(513d) Cell-Free Systems for Equipment-Free Quantitation of Micronutrients in Human Serum | AIChE

(513d) Cell-Free Systems for Equipment-Free Quantitation of Micronutrients in Human Serum

Authors 

McNerney, M. - Presenter, Georgia Institute of Technology
Styczynski, M., Georgia Institute of Technology
Micronutrient deficiencies cause hundreds of thousands of deaths each year, and challenges associated with current diagnostic methods preclude treatment in affected areas. Cell-free transcription-translation (TX-TL) systems, which have been effectively used in infectious disease diagnostics, could enable the development of field-friendly micronutrient tests. However, to date, TX-TL diagnostics have been limited to diseases with nucleic acid biomarkers. Deviations in levels of other biomarkers (such as ions, metabolites, and proteins) are indicators of many diseases (including micronutrient deficiencies), but distinguishing between different levels, rather than the presence or absence of these molecules, is a major challenge. We have developed a TX-TL diagnostic tool that reliably detects physiologically relevant concentrations of a micronutrient in human serum. The test requires no equipment to interpret and can be readily adapted to detect other analytes.

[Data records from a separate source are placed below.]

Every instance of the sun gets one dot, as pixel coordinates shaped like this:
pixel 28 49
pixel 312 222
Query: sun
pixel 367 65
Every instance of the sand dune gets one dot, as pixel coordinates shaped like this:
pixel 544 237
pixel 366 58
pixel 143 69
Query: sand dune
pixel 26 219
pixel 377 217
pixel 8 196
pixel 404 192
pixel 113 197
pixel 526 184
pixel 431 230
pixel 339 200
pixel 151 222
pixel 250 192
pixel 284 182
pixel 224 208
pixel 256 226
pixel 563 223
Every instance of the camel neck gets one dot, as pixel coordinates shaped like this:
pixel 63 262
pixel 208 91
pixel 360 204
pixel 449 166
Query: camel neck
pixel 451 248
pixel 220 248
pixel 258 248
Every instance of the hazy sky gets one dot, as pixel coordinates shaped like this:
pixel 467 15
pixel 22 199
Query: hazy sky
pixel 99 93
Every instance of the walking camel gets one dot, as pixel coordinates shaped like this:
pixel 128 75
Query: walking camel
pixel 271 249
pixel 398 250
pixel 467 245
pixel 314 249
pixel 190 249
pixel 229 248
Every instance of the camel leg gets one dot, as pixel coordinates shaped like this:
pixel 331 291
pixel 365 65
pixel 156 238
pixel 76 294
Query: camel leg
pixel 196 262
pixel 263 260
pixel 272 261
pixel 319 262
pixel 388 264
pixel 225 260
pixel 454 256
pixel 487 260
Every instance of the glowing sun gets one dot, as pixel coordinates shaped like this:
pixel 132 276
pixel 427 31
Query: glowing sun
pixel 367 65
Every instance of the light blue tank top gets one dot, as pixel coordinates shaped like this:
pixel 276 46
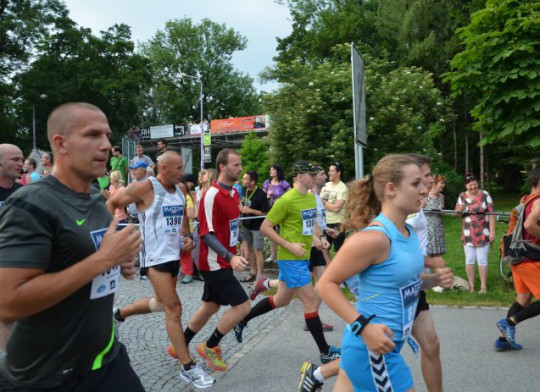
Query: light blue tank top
pixel 390 290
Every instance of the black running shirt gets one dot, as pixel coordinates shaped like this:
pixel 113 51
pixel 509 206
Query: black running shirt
pixel 50 227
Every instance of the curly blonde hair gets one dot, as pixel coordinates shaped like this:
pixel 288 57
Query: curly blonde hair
pixel 365 196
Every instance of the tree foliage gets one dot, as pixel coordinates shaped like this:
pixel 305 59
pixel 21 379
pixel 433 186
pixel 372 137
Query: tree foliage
pixel 499 68
pixel 205 51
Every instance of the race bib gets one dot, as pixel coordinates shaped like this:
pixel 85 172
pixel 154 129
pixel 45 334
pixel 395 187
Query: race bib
pixel 173 217
pixel 409 301
pixel 106 283
pixel 234 229
pixel 308 221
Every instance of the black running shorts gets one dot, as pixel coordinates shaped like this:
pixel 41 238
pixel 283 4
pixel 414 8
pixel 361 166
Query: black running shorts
pixel 422 304
pixel 172 267
pixel 222 287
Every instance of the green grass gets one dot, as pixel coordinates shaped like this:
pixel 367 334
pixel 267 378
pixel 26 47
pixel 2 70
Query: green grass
pixel 499 292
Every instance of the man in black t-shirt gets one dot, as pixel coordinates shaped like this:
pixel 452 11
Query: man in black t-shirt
pixel 60 260
pixel 11 163
pixel 254 203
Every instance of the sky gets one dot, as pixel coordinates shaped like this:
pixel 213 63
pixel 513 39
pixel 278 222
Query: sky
pixel 260 21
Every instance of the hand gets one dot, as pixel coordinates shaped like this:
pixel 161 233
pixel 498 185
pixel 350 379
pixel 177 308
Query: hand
pixel 331 232
pixel 187 245
pixel 444 277
pixel 239 263
pixel 244 249
pixel 119 247
pixel 378 338
pixel 296 249
pixel 128 270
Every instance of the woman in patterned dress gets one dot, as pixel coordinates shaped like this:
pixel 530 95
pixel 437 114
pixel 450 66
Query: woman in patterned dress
pixel 478 230
pixel 435 201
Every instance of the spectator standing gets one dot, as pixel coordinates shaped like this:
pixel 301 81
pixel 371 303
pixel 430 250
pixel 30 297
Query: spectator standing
pixel 119 162
pixel 435 202
pixel 30 174
pixel 478 230
pixel 141 157
pixel 334 197
pixel 254 204
pixel 47 163
pixel 275 187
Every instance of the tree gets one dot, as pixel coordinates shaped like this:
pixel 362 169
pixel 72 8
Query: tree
pixel 499 69
pixel 254 153
pixel 205 51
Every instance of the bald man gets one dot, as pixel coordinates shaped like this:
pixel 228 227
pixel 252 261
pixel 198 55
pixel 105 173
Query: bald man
pixel 161 206
pixel 60 260
pixel 11 163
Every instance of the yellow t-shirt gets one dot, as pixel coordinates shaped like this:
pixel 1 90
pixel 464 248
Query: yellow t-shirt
pixel 295 214
pixel 333 193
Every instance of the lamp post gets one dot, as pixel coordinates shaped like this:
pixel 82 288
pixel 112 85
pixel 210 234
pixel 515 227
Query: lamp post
pixel 34 143
pixel 201 96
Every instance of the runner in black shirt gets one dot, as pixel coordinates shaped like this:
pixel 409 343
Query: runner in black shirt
pixel 60 260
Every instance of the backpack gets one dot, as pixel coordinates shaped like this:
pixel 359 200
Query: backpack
pixel 514 249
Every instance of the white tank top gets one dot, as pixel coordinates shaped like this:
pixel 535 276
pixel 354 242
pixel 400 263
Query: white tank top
pixel 161 226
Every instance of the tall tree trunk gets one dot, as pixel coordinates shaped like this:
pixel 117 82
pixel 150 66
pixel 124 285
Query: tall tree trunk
pixel 482 172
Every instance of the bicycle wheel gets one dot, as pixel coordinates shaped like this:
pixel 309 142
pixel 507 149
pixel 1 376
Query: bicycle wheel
pixel 504 269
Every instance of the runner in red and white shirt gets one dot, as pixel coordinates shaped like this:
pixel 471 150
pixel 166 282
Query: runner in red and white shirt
pixel 219 230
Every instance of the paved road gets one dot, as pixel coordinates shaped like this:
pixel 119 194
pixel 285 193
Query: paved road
pixel 276 345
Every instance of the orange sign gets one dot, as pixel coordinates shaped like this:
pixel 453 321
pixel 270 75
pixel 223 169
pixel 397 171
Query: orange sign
pixel 238 124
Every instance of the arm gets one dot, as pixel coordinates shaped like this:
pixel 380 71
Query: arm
pixel 358 253
pixel 133 193
pixel 267 228
pixel 24 292
pixel 531 222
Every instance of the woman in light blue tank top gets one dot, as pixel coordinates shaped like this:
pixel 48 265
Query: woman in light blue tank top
pixel 387 258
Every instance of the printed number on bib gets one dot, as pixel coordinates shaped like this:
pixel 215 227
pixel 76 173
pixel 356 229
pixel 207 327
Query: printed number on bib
pixel 409 302
pixel 234 229
pixel 173 217
pixel 308 221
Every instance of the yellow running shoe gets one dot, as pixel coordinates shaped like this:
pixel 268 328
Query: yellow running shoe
pixel 212 356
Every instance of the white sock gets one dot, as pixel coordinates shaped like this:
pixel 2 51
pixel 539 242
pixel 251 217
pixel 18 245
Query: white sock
pixel 318 375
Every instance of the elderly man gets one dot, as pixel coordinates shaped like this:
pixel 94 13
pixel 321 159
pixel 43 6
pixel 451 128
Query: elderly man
pixel 60 260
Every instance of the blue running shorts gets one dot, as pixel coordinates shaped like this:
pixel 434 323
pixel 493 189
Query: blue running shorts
pixel 372 372
pixel 295 273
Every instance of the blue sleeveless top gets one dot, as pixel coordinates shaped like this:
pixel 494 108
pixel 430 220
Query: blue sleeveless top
pixel 390 290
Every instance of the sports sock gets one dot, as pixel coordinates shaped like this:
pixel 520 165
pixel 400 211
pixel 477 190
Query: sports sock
pixel 515 308
pixel 187 367
pixel 313 322
pixel 318 375
pixel 189 335
pixel 529 312
pixel 215 338
pixel 263 306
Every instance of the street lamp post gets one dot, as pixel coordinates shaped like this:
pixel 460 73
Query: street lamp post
pixel 201 96
pixel 34 142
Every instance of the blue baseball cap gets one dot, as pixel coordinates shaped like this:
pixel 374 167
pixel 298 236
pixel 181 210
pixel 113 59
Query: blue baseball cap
pixel 136 165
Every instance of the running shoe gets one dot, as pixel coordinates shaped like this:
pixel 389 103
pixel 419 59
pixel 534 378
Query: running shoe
pixel 238 331
pixel 308 382
pixel 260 286
pixel 197 376
pixel 509 332
pixel 187 279
pixel 326 327
pixel 502 345
pixel 212 356
pixel 333 353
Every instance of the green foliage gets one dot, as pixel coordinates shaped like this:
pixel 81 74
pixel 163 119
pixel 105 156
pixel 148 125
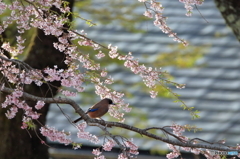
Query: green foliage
pixel 117 12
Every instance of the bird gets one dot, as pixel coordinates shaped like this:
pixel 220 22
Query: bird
pixel 98 109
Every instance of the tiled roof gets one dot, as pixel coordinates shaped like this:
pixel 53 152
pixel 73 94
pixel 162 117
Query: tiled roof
pixel 214 88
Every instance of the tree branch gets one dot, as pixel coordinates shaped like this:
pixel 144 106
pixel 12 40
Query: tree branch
pixel 91 121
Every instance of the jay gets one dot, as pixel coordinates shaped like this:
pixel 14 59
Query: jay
pixel 98 109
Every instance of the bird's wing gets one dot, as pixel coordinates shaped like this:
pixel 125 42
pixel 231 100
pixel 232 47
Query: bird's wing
pixel 92 109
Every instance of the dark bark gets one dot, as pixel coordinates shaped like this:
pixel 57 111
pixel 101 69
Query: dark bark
pixel 21 144
pixel 230 10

We demonstrated that a micronutrient-responsive protein works in TX-TL systems, and we developed standards so that the color of the test reaction can be matched to an array of reference reactions run with the same sample matrix. In the developed test, the micronutrient-responsive regulator controls transcription of an enzyme that cleaves a substrate to a colored dye. To account for changes in assay output over time and serum matrix effects, we designed standard reference reactions to be run in parallel with the sample. Standard reactions have saturated micronutrient concentrations and varying amounts of transcriptional regulator, so the amount of regulator, rather than the amount of micronutrient, controls the colorimetric output. Regulator concentrations in the standards are correlated with micronutrient concentrations in the test reaction, and the correlation is reproducible across lysate batches and perturbations in reaction conditions.

To better enable equipment-free quantitation, we designed the test to utilize the array of colors that correspond with different degrees of substrate cleavage. Interestingly, in serum the visible spectrum of the colored product changes, and it is difficult to distinguish between intermediate reaction states. Interaction of the dye with serum proteins causes this spectrum shift, and small molecules can displace the colored product and shift back the spectrum. At high concentrations, these molecules also quench the reaction, enabling users to preserve test results for potential later analysis.

The developed test is the first TX-TL assay for small molecules in a complex matrix and is a significant step towards a low-cost, field-deployable test for micronutrient deficiencies. This platform can also be readily expanded to detect other analytes of interest.